After I installed mint for the first time earlier today it black screened every time I booted, so I booted to recovery mode and did apt upgrade. That seemed to at least let me boot into regular mode. The inxi output was posted from a regular boot. I'll try the live usb in a bit, just got home and not on that laptop. The other problem I have with it is it hangs after going to sleep. Won't wake up and have to restart. Also driver manager says everything is up to date
Last edited by halfnhalf on Wed Mar 20, 2024 9:50 pm, edited 2 times in total.
halfnhalf wrote: ⤴Wed Mar 20, 2024 9:19 pmThe other problem I have with it is it hangs after going to sleep. Won't wake up and have to restart. Also driver manager says everything is up to date
Sleep/suspension will not work properly if the graphics drivers are not loaded.
Driver Manager is only for proprietary third party drivers. That does not apply for your hardware. As I already stated, the graphics drivers are in the kernel and should load automatically. They are not proprietary.

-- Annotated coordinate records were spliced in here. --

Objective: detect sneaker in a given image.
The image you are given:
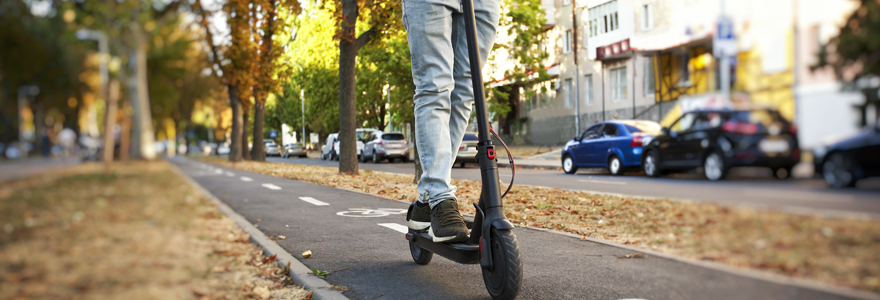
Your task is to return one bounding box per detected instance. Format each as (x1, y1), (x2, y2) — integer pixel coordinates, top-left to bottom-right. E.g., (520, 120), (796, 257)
(406, 200), (431, 231)
(428, 199), (468, 243)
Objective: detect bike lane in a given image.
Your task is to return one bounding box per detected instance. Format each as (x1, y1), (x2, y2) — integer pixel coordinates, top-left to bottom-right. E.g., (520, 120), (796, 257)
(173, 159), (868, 299)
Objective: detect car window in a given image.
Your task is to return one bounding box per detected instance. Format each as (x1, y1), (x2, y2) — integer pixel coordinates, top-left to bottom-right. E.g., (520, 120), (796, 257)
(602, 124), (617, 137)
(581, 124), (603, 141)
(669, 113), (698, 132)
(382, 133), (403, 141)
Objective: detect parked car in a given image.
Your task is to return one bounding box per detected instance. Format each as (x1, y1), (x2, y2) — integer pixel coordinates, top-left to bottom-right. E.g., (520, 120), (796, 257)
(813, 122), (880, 188)
(642, 109), (801, 180)
(360, 131), (409, 163)
(453, 132), (479, 168)
(321, 133), (339, 160)
(562, 120), (662, 175)
(281, 143), (308, 158)
(263, 139), (281, 156)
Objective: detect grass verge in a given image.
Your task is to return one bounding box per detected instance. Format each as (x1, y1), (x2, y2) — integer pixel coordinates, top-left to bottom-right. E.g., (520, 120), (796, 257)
(0, 162), (310, 299)
(202, 158), (880, 292)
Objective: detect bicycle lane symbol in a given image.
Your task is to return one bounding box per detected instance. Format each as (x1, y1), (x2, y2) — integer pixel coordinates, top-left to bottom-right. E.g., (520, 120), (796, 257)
(336, 208), (406, 218)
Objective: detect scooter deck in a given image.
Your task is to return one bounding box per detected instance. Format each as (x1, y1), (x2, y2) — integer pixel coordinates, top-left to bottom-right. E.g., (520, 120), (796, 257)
(406, 231), (480, 264)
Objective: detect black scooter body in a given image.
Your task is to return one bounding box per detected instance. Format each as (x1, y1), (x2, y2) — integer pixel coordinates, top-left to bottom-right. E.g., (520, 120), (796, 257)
(406, 0), (522, 299)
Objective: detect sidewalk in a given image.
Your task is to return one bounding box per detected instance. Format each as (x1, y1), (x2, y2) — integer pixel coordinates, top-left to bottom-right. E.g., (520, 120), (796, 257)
(0, 158), (82, 182)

So I just tried it and it's now not booting into anything but recovery mode (which after apt upgrading earlier let me boot into what it called regular boot). Right now a regular boot just hangs with zero video output. Live usb disc has the same problem. I have to boot into compatibility mode or it wont work.

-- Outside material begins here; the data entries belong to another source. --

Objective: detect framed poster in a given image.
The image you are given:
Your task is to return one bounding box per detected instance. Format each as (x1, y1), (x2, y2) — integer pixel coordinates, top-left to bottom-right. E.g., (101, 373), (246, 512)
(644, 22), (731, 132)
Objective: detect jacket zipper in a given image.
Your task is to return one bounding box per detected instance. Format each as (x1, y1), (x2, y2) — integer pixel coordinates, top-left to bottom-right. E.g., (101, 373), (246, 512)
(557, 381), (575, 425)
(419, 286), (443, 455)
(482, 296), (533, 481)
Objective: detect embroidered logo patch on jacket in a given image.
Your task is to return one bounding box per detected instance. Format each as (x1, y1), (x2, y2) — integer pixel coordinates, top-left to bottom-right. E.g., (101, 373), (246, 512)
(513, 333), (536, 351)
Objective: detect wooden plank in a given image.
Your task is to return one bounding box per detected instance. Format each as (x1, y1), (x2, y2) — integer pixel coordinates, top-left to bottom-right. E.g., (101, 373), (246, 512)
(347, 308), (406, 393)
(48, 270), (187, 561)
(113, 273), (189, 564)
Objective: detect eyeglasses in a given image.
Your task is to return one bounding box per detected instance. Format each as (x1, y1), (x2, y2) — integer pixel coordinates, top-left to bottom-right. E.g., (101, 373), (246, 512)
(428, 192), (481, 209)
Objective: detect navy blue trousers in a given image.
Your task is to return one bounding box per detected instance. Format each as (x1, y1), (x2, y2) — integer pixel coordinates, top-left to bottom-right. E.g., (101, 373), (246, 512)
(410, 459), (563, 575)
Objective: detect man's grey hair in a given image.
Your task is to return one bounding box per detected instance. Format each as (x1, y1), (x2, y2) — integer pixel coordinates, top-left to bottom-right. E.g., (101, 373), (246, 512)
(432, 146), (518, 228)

halfnhalf wrote: ⤴Wed Mar 20, 2024 9:51 pm
So I just tried it and it's now not booting into anything but recovery mode (which after apt upgrading earlier let me boot into what it called regular boot). Right now a regular boot just hangs with zero video output. Live usb disc has the same problem. I have to boot into compatibility mode or it wont work.

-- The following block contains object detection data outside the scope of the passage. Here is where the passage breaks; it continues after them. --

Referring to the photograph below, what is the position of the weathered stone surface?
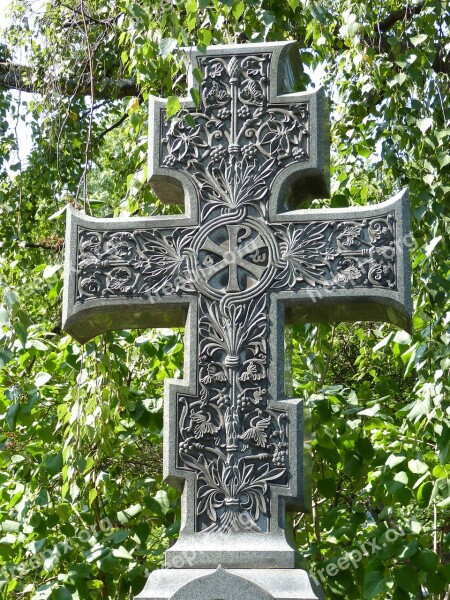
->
[136,567,324,600]
[63,38,411,598]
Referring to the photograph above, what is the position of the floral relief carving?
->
[75,48,396,533]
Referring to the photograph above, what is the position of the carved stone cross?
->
[63,43,410,596]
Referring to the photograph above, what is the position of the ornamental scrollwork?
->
[160,53,309,218]
[178,295,288,533]
[75,47,397,533]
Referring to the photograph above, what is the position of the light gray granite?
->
[63,42,411,600]
[136,566,325,600]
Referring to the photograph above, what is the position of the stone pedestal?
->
[136,566,325,600]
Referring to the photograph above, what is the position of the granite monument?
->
[63,42,411,600]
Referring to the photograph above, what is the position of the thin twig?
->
[80,0,95,212]
[98,113,128,139]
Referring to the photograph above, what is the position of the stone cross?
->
[63,42,411,596]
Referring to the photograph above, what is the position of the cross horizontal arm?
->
[270,190,412,330]
[63,209,195,343]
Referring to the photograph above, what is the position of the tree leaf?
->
[166,96,181,119]
[159,38,178,58]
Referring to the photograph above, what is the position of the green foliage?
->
[0,0,450,600]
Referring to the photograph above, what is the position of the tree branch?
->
[0,62,142,100]
[374,2,425,34]
[24,238,64,252]
[97,113,128,139]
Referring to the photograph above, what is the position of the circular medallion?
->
[193,215,277,300]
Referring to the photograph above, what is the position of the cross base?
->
[135,566,325,600]
[165,533,303,570]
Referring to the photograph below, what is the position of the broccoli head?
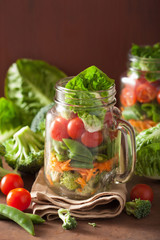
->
[4,126,44,173]
[58,208,77,230]
[60,171,80,190]
[125,198,151,219]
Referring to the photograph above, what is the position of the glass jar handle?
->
[115,118,136,183]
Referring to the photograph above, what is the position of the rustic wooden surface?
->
[0,159,160,240]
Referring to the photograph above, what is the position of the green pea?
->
[0,204,35,235]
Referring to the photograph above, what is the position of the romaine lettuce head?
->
[5,59,66,125]
[135,124,160,177]
[0,97,22,143]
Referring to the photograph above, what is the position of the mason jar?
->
[44,78,136,199]
[120,54,160,134]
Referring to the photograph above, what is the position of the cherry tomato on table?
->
[50,117,69,141]
[130,184,153,202]
[136,82,157,103]
[67,117,85,139]
[1,173,24,195]
[81,131,103,147]
[7,188,31,211]
[120,87,136,107]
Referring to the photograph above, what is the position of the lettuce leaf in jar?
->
[65,66,114,132]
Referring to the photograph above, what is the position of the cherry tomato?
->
[136,82,157,103]
[157,90,160,104]
[130,184,153,202]
[6,188,31,211]
[1,173,24,195]
[67,117,85,139]
[81,131,103,147]
[50,117,69,141]
[120,87,136,107]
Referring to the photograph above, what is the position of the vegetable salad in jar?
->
[120,43,160,134]
[45,66,136,199]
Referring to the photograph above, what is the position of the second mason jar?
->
[44,78,135,199]
[120,45,160,134]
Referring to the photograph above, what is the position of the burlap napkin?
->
[31,168,127,220]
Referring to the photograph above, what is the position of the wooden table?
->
[0,165,160,240]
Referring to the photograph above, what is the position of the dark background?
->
[0,0,160,102]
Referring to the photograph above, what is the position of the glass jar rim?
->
[55,76,116,96]
[54,76,116,106]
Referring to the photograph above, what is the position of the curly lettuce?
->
[5,59,66,125]
[65,66,114,132]
[0,97,22,143]
[135,124,160,177]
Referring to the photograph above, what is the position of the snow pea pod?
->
[0,204,35,235]
[63,138,93,161]
[25,213,45,224]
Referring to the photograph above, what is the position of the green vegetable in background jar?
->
[120,43,160,134]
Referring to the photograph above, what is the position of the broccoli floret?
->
[125,199,151,219]
[4,126,44,173]
[60,171,80,190]
[31,103,54,137]
[58,208,77,230]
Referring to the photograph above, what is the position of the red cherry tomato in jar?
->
[50,117,69,141]
[130,184,153,202]
[1,173,24,195]
[7,188,31,211]
[157,91,160,104]
[136,82,157,103]
[67,117,85,139]
[81,131,103,148]
[120,87,136,107]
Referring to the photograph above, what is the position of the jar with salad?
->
[44,66,136,199]
[120,43,160,134]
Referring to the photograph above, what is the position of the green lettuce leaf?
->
[135,124,160,177]
[0,97,22,143]
[122,104,145,120]
[5,59,66,125]
[65,66,114,132]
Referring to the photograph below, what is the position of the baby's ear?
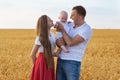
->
[68,21,72,24]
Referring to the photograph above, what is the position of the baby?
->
[55,11,70,53]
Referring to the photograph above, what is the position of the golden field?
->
[0,29,120,80]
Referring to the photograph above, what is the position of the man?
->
[56,6,92,80]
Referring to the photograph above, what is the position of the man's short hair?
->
[72,5,86,17]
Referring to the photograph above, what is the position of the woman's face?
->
[48,17,54,28]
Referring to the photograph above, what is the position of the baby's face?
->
[59,15,67,23]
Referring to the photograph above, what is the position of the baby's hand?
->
[54,22,58,28]
[53,52,59,57]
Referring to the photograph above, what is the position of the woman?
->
[30,15,55,80]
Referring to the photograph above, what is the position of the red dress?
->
[30,53,55,80]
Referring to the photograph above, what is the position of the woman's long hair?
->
[36,15,53,68]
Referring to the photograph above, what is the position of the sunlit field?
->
[0,29,120,80]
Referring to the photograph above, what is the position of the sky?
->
[0,0,120,29]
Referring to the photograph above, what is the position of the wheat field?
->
[0,29,120,80]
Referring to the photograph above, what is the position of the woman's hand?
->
[55,22,64,32]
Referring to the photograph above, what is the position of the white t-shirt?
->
[35,32,55,53]
[60,23,92,62]
[55,22,72,40]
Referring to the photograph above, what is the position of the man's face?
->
[70,10,80,24]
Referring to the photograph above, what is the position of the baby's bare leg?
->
[60,37,69,53]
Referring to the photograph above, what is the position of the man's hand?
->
[55,22,64,32]
[56,37,65,47]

See if the suggestion in this topic [SOLVED] Linux Mint 21.1 boot hang - probably issue with Radeon graphic card about just using the integrated graphics is possible with your ASUS. That topic is a Lenovo, but it has Sumo and Whistler like you have. The setting to just use the onboard is in the BIOS/UEFI for that laptop.
Unfortunately my bios is so bare bones it doesn't have an option to turn off the discrete graphics. It's also an old bios version so I'm trying to upgrade it but asus only released a win flash exe file and the bios file isnt there to run from the bios, so I'm making a wintogo usb and hoping I can run it off there. Lmao this probably won't even work because the usb has to be fixed and not dynamic afaik. Might install Windows if this doesn't work but even then I have no idea if the new bios version will have the option to turn off discrete graphics. Oh well, I guess that will be the end of my journey if it doesn't.
halfnhalf wrote: ⤴Thu Mar 21, 2024 3:02 am Might install Windows if this doesn't work but even then I have no idea if the new bios version will have the option to turn off discrete graphics.
You might have the option in Windows to turn off/disable the discrete GPU or set it to only use the onboard. A number of manufacturers (I know HP was one) made it possible to select from an option in Windows rather than in the BIOS/UEFI. However, I don't know if that was HP-specific software or something in Windows.